Yes, but filtering it through that the avout’s very dry, anthropological perspective just sucked the life out of it for me.

I am a huge Stephenson fan, and I enjoyed Anathem quite a bit. It took me awhile to get into the universe, but I really enjoyed it afterwards. I would rank his novels Diamond Age, Snow Crash, Anathem, Zodiac, Cryptonomicon, then the Baroque cycle in order of decreasing enjoyment.

Diamond Age is my favorite, and I read it 3-4 times a year.

His books starting from cryptonomicon onward require a second and third reading before I can really get into discussing it. Anthems first pass was a really relaxed sippin wiskey type book.its different from the shaftoeverse in that there is no jumping from one era to another, and back again. More focused in my opinion.

Probably on first reading ,my favourite part of the book is the assualt on the orbstack.

Declan

What? No love for The Big U? :smiley:

You got me, that is the one Neal Stephenson only novel that I haven’t read. (I haven’t read his two collaborations with J. Fredrick George either). Some day, if I ever see it in the bookstore I will pick it up :slight_smile:

Is this book the opening of a trilogy, or does it stand alone?

-FrL-

Stand alone.

Read the collaborations. Cobweb is a bit dated, well they both are to a certain degree. But I have found both to be very re-readable and either could be made in to a pretty good movie.

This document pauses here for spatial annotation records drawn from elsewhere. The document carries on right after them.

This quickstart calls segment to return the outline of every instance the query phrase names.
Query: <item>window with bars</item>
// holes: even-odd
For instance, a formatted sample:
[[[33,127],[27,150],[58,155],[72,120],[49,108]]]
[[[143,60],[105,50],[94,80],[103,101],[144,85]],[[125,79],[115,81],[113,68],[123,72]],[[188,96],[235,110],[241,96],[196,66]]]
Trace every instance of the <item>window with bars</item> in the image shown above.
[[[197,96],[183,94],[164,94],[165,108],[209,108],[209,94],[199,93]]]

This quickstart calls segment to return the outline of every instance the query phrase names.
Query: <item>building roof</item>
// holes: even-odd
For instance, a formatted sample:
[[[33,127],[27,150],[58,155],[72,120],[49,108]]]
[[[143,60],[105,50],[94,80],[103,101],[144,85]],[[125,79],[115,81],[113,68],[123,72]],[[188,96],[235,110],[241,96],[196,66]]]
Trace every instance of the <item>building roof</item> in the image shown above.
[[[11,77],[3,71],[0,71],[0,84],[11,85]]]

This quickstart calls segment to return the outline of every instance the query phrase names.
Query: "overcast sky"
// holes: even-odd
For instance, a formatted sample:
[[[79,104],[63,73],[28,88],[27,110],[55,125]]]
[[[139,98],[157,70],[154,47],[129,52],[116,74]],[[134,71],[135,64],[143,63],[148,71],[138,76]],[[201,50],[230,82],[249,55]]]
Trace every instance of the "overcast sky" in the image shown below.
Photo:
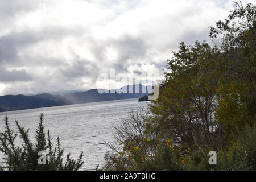
[[[232,8],[224,0],[1,1],[0,95],[107,87],[97,78],[110,68],[160,73],[179,42],[209,40],[209,27]]]

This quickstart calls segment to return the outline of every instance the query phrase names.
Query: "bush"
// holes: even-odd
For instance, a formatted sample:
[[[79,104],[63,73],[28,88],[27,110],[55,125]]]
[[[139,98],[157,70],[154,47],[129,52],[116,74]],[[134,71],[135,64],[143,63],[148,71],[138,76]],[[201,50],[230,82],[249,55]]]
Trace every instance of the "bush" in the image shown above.
[[[84,164],[82,160],[83,152],[78,160],[72,159],[70,154],[64,158],[64,150],[61,147],[60,138],[56,141],[56,146],[53,147],[49,130],[44,131],[43,115],[40,116],[39,123],[36,130],[34,143],[31,142],[29,136],[29,130],[22,127],[17,120],[15,121],[18,133],[15,132],[10,126],[8,117],[5,118],[5,131],[0,133],[0,151],[3,153],[0,169],[2,170],[27,170],[27,171],[77,171]],[[16,146],[15,142],[19,134],[22,144]],[[46,154],[45,164],[39,164],[40,155],[42,152]]]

Loved the book, finished it today. I skipped parts 2 and 3 of the Baroque cycle so it’s a fair while since I’ve read NS – awesome reminder of what a talent he is. As an ivory tower denizen myself, it really resonated in places. Some random thoughts, no real spoilers:

I was well impressed with the style he put into handling the distopian elements of the story, ie Saecular society is dumber than owlshit, fed a metaphoric diet of explosions on the speely and a real diet of a euphoric (bit heavy –handed that) just to function. I’ve read other writers, Le Guin comes to mind, who would make a moralising pig’s arse of this type of story. NS has such wit and panache that he can pull it off.

It was also a great reminder of what a reader’s writer NS is. He falls over himself to explain things, cannot stop himself spelling stuff out. I usually prefer the opposite type of writer, the obfuscators and unreliable narrators, but his pedagogical style allows him to write really exceptional stories for the reader. A drawback to this IMO is that the style can lead to some really juvenile devices – the short descriptions of words that break up chapters is completely unnecessary. He’s a good enough writer that these terms can live and breathe in the story on their own.

I thought he backed away a lot from his initial rendering of the concents and their isolation. The first few chapters painted a picture of a complete and total dichotomy between the avout and the extramuros, when Raz is acting as an amenuensis with Orolo and Artisan Flec for example (Raz can barely speak Fluccish here). He’s happy to use this for comedic effect, like when Raz buys the protractor for Fraa Jad, but it falls to pieces as the book progresses, and people are sort of the same. I don’t think this is a failure of consistency of anything, he probably just thought that this was the best mechanism for moving the story along.

Speaking of the story, is NS getting his shit together of something? Pretty tight structure, decent ending. I preferred the first half of the book rather than the more action-packed second half, but thought he did a fine job on keeping things moving. Extremely skilful account of the attack on the orb-stack for example. That had potential to be a real yawner, but it wasn’t at all.

I was really let down by Quicksilver after Cryptonomicon, thought it was a highly retrograde step. Almost a cowardly one, as if he didn’t quite have the stones to join the big boys of the literary word so scurried back to his home turf of writing nerd-encyclopedias. Anathem won’t gain him any mainstream literary recognition, mores the pity, but it should. A great novel.